My post here in Stoneologys are filled with real life experiences, ideas from readings, advice from specialist, and the participation of supervising reviews from chosen psychologist specializing in servicing survivors of child sexual abuse.
My posts are intended to advise YOU on one fact, YOUR experience of childhood ABUSE EFFECTS YOUR LIFE as an adult TODAY. This is a fact whether you are a male or female survivor.
I encourage you to speak on your experience, journal about it, seek professional advice to include on going counseling.
During my journey in healing, speaking about it was the most liberating for me. I was able to take the power of shame back from the violation of stolen innocence and use it empower my listeners. Countless men and women have joined me in speaking up for themselves. I’m thankful to be a vessel and validated by more and more voices that were formerly silent.
The counseling allowed me to focus on myself. FOCUS and HEAR myself.
Counseling is a trained and safe environment dedicated to learning you.
A girlfriend, family member or confidant cannot take the place of professional counseling. We need all of it.
I was able to review my current behavior in the context of my experience as a sexually abused child.
This was a powerful activity. Result, I no longer take responsibility nor bare the shame of another man’s sin against me.
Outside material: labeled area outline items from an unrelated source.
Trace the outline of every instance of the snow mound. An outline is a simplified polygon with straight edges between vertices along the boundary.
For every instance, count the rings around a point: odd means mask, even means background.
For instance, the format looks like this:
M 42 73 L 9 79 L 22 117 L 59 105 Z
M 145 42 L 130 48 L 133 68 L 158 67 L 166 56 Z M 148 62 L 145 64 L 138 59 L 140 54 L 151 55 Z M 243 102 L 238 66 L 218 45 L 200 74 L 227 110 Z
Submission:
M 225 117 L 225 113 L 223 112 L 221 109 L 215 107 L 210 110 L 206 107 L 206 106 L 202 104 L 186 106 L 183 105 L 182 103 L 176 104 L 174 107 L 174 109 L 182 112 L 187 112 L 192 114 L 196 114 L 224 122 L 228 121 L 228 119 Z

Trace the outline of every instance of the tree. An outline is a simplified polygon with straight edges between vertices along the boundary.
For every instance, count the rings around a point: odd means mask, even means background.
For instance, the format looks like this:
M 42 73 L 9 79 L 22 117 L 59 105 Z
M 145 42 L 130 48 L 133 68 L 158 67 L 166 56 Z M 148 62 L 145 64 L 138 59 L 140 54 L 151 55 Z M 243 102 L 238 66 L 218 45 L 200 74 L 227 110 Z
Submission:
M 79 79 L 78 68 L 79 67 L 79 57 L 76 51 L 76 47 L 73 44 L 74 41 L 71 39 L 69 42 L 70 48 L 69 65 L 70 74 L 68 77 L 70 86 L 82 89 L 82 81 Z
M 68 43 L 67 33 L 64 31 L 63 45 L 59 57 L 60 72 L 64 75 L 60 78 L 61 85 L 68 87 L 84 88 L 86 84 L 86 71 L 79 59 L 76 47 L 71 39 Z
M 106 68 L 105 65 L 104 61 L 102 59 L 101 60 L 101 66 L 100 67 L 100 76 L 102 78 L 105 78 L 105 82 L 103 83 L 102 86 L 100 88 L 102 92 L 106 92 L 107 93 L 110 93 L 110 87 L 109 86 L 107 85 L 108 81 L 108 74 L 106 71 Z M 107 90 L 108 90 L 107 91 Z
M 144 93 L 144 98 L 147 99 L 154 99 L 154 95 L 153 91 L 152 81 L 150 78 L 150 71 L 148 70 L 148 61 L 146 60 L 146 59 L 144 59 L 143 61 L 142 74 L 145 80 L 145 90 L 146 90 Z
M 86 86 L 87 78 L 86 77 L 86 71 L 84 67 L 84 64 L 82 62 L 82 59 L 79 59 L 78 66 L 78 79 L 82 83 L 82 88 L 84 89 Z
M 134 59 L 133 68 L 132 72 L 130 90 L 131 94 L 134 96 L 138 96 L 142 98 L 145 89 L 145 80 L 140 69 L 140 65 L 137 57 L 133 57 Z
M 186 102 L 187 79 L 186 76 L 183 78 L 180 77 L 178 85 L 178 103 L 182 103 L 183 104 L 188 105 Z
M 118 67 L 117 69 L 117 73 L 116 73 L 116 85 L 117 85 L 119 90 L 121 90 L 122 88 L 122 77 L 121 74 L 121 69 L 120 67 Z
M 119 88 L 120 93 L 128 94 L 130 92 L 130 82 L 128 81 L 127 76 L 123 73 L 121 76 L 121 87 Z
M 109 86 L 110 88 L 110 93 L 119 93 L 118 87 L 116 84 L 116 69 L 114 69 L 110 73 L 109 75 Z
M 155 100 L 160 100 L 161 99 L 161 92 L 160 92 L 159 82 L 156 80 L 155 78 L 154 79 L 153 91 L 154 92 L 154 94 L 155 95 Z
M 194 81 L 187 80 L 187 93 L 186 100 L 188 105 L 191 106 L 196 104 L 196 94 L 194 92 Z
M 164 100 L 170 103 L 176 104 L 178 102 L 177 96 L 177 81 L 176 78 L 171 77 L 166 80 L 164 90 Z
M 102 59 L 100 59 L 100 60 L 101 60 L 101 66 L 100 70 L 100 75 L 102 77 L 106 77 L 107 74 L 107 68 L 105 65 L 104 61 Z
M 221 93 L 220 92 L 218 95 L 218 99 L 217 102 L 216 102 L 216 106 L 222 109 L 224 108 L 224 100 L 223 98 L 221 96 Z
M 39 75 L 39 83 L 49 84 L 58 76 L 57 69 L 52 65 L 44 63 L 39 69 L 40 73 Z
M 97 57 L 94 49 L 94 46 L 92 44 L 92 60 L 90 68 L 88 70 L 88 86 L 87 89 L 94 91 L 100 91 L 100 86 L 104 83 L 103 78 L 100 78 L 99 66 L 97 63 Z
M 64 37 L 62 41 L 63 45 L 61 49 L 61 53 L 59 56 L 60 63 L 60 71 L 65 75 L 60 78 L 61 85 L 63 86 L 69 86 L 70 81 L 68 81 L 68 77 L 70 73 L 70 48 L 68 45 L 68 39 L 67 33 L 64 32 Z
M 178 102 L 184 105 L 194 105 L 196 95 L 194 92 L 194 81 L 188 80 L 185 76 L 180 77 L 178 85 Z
The parallels drawn were astonishing. I saw vividly how my fear of telling then, has retarded my growth in self preservation skills through out my life to date. In other words, I had to redevelop the strength, gumption and chutzpah and learn how to protect myself. This also included protection from myself.
I’ve learned to speak my truth without apology or condemnation for what happened to ME.
Being violated as a child had unconsciously made it “OK” to be violated as an adult. Misplaced accountability for being abused placed the blame and the shame squarely on my little shoulders. Abuse became par for the course in conspicuous ways. We’ve all seen the effects of sexual abuse in the form of additions, prostitution, promiscuity, and many other manifestations of self loathing.
I have personally seen remnants of it in my own sexuality, my career path, the expectations for my life, my male and female relationships, my handling of money and my relationship with food.
I’m willing to admit my attitude towards myself has been deeply affected by the abuse.
I no longer suffer in darkness, silence, shame or self blame.
I prayed and received the courage to heal.
In my healing, I was able to make decisions to change automatic behaviors and responses I had unconsciously mastered. For instance, I had disassociated me, the woman, from me the child that was abuse. Therefore, I didn’t have to deal with the pain or acknowledge the shame of being abused. The cycle continued.
The effects of denial and not dealing with the pain of sexual abuse, was never healing from the abuse and empowering the shame of abuse. Think about that for a minute.
One of the best blessings I’ve experienced from my healing, is that I am no longer paranoid. For example being overly protective of my daughters has affected their relationships with men. My suspicious behavior and learned fear based reasoning of a man’s presence around my daughters has colored their perceptions and fear of men as well. I have removed the fear derived from my own experience and developed the skill to assess a situation on its own merits.
I’ve become a better mother and teacher.